I've got more pods than 6 mandarins could consume.
my phos and trates were higher with jsut the skimmer less food and less light.
Honestly i think its the most awesome (and cheapest) piece of equipment on my system (120g w 55g sump, several soft and hard corals and 3 fish.
while running jsut the skimmer I was having GHA problems likley becuase the person who had the LR before me failed and it was full of soaked up phos.
Well after 2 months of running the scrubber my GHA is ALL gone. so is my cheato, the scrubber just out compete for the same nutrients.

SantaMonica has been running his test system since August 2008 with loads of corals and not a single water change. He doses elements. Not saying you shouldnt do water changes ( I do 10% a week) but he's done it without them for 2.5 years with the help of the scrubber.
 
Fishoutawater- That screen looks great. I read on another forum that the darker algae can be a sign of high nutrient content in the water, but as it breaks in, the screen is likely to populate lighter-green algae that may be a sign of decreasing nutrients. What I also read on another forum is that many people consider it to be very important to clean the screen once a week "no matter what it looks like" in order to free up some real estate for different species of algae to take hold.

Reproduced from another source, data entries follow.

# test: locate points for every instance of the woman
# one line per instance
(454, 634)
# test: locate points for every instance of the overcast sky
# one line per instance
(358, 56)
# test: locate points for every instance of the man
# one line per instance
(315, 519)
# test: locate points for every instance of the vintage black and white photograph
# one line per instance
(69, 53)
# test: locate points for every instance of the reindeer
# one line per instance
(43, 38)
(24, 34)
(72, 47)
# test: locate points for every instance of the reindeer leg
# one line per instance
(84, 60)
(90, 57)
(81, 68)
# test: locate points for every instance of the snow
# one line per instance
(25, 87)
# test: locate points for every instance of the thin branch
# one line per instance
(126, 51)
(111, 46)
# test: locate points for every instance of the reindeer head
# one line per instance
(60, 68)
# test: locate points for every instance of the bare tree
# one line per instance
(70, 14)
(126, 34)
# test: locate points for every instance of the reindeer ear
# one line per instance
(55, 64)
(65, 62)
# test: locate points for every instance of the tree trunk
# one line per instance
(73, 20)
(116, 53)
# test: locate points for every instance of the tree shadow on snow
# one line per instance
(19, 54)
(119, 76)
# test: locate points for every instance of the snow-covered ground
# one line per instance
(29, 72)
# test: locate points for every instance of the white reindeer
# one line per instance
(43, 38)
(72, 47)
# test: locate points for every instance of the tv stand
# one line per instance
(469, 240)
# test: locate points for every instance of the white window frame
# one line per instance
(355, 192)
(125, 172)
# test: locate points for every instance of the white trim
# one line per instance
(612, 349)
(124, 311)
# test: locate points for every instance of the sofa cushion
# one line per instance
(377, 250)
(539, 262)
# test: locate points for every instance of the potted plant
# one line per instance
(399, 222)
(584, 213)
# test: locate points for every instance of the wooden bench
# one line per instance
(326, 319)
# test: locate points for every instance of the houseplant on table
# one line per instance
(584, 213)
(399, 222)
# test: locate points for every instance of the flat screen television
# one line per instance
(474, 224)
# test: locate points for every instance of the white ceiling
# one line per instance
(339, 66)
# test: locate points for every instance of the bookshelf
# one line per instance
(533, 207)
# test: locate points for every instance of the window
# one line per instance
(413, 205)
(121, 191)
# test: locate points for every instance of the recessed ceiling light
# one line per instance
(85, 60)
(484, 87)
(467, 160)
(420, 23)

BTW, what's your system volume, other filtration (skimmer?), and the light/flow rate for your screen?

Widmer,
The point of cleaning it once a week is to kill the copepods on the screen to keep them from eating holes in your turf. If you get holes in yuor turf it will start releasing alot of the nutrients that it's taken from the water back into the water and thats when you get yellowed water. The other reason of course is to export the nutrients that the algae has grown to get it out of the tank. If you let the algae grow too thick it will start falling off on its own because the outside algae can't reach the screen to hold on.

Only clean one side of the screen at a time so that you always have a bunch of algae in there filtering for you. :)
 
Thanks for the info jstdv8. So since yours sounds like it may have reached an equilibrium per se, what does the variety of algae look like which dominates it?

I'm getting really excited to set mine up along with my next system. Definitely going to be making a display out of it- picture one of those tabletop fountains that were really trendy a year ago, except this will of course be functional :)
 
It's got some really thick reddish brown stuff on the base against the screen and then some hair algae looking stuff outside of that. Looks alot like everyone elses that is having success. I will say that it seemes to me that no matter what algae you have growing on there if its thick it will be draining your trates and phos.
Even at the beginning when my screen was only growing diatoms and a little green alage my numbers were at 0. Just goes to show how powerfull a truely grown in one must be if it works that well when its hardly working at all.